Les premiers sons de Mars
Ce sont ces instruments qui ont constitué le sésame de l’outil français sélectionné par la Nasa pour se retrouver à bord de Perseverance. « Mais après la phase de sélection, nous avons voulu aller plus loin », assure Sylvestre Maurice. C’est pourquoi ils ont rajouté un dernier petit bonus : un micro qui va enregistrer le bruit fait par le laser, mais aussi le vent sur Mars — une première. Les Américains de leur côté ont également ajouté un micro pour enregistrer la descente.
«L’idée avait été mise de côté pendant des années, confie David Mimoun, le professeur à l’ISAE (Institut Supérieur de l’Aéronautique et de l’Espace) qui a conçu l’instrument. Mais nous avons réussi à prouver à la Nasa qu’il était possible de faire de la science avec. » Les doutes des agences spatiales reposaient sur le fait que le son se propage peu dans l’atmosphère martienne, mais des tests ont montré que c’était bel et bien possible. Et l’outil a un véritable intérêt scientifique puisqu’il va enregistrer le son produit par le laser lorsqu’il touche la roche. «Selon le bruit, précise David Mimoun, cela indique si la roche est molle ou dure, et donc indirectement si elle a contenu de l’eau ou non. » Un argument qui a fini de convaincre la Nasa au-delà du fait d’entendre pour la première fois le son de Mars.

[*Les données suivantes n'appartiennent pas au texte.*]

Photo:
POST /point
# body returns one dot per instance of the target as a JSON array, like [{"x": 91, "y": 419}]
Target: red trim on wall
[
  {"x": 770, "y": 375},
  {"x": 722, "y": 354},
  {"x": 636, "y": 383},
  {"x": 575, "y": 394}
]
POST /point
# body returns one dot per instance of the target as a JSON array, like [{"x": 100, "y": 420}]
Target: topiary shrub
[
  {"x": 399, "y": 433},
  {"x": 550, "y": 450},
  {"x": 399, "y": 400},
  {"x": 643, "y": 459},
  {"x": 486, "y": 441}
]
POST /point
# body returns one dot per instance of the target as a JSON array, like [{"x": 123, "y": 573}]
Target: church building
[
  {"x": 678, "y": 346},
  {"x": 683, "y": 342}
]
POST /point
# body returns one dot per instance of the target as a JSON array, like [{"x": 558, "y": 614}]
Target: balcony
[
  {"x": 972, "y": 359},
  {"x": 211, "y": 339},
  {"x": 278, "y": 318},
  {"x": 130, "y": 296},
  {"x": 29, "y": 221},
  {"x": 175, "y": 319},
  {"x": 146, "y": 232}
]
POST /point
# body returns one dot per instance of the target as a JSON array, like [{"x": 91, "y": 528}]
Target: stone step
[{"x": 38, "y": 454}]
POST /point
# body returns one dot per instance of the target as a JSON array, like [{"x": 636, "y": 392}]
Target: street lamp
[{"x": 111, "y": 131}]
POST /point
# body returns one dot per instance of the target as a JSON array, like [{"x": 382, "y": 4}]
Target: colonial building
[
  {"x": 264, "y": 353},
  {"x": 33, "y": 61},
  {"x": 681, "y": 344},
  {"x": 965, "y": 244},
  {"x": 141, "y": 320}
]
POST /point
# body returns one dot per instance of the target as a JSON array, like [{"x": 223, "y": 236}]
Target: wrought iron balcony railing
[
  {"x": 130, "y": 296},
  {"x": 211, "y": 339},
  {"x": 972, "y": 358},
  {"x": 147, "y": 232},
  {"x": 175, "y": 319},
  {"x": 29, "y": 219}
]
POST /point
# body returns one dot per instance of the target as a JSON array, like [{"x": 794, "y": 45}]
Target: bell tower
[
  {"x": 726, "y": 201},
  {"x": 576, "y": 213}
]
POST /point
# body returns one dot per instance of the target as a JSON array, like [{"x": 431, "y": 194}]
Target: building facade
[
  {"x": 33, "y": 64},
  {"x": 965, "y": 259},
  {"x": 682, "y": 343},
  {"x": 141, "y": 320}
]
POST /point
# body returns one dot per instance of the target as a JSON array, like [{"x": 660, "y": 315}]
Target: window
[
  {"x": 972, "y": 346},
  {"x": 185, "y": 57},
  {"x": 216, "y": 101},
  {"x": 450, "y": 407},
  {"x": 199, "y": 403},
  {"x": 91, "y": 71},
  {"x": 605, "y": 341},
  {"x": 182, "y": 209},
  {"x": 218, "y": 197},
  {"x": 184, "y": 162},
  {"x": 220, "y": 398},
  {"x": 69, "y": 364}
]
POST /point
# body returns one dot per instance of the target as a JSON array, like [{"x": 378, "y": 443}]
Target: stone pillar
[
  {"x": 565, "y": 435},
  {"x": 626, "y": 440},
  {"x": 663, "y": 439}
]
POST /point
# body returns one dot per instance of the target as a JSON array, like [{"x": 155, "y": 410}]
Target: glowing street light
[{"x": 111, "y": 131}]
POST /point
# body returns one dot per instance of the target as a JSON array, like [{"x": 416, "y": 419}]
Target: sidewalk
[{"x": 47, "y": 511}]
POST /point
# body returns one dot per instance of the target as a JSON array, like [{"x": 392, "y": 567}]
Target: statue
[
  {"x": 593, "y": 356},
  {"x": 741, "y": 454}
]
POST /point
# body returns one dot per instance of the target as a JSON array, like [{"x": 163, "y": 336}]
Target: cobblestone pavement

S’il y a de la vie, ce sera sous une forme très primitive
Tout cela va-t-il apporter enfin la réponse à cette question centrale de la mission : y a-t-il, ou y a-t-il eu un jour de la vie sur Mars ? Pas directement, selon Sylvestre Maurice, même si SuperCam sera décisif : «S’il y a de la vie, ce sera sous une forme très primitive, des sortes de bactéries comme il y avait sur Terre lors du premier milliard d’années de son existence. Et si c’est le cas elles seront très difficiles à détecter sur place. » C’est pourquoi SuperCam doit nourrir la double stratégie de la Nasa : analyser les roches martiennes visibles, mais aussi les échantillons prélevés par Perseverance. Des échantillons qui doivent être soigneusement choisis, contextualisés et censés présenter les différentes facettes de Mars avant d’être envoyés sur Terre.
« Nous sommes très fiers de notre SuperCam, insiste Sylvestre Maurice, mais avec la technologie sur Terre, nous pouvons faire 1 000 fois plus ! » Et pour ramener les échantillons sur notre bonne vieille planète, c’est également un groupe français qui a été mobilisé : Airbus, en charge du MSR Earth Return Orbiter qui a pour mission de ramener de petits morceaux de Mars. Une opération qui s’annonce encore une fois extrêmement complexe.